To help make it easier for us to investigate your issue, please follow the contributing instructions.

marcan commented 3 years ago

It works well, for what it's worth. Still need to run the proper numbers, but here's 93 CD-Rs from 10 different brands visualized. cdrs2

That said, this is mostly useful to figure out how close to corrupting audio data a CD that otherwise rips fine is. I think there are simpler ways of finding out if the audio data itself is borked (and a good subchannel is not a hard guarantee that the audio part isn't bad.

Relevant: at least on my drive, sometimes the subcode "slips" and ends up offset vs the audio data.

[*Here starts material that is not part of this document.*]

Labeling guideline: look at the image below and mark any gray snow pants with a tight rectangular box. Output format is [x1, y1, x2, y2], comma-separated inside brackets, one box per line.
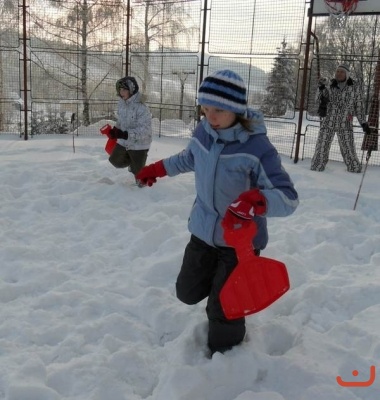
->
[310, 128, 362, 173]
[108, 143, 148, 176]
[176, 235, 246, 355]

This seems to usually be a -3 sector offset, sometimes more in rough spots, and not consistent rip to rip. I currently compensate for this once I get a valid subcode CRC with a timestamp mismatch, and backtrack in case any immediately previous subcode sectors were bad to compensate (otherwise the skewed subcode would be recognized as lots of errors for those sectors).

Note that this method relies on knowing in advance what the subcode is supposed to be. I can do this for my CDs because I'm burning them with no fancy anything, the subcode is straight mode 1 timestamps and that's it. If you don't know what the subcode is at all, the best you can do is flag whole sectors as good/bad (which is still pretty useful info for low-level errors). Alternatively, you could add a heuristic that attempts to derive subcode info (e.g. you can probably interpolate a broken sector between two good ones if the track/index does not change, unless other modes are in use; more heuristics could help recover those).

JoeLametta commented 3 years ago

Hi, currently whipper prints messages like these:

Track 1 finished, found 122 Q sub-channels with CRC errors
Track 2 finished, found 65 Q sub-channels with CRC errors
Track 3 finished, found 51 Q sub-channels with CRC errors
Track 4 finished, found 257 Q sub-channels with CRC errors
Track 5 finished, found 78 Q sub-channels with CRC errors

The information is taken from cdrdao and can be used as a rough estimation of the CD's "health". I'm not sure we can use a similar technique for more than providing informative messages...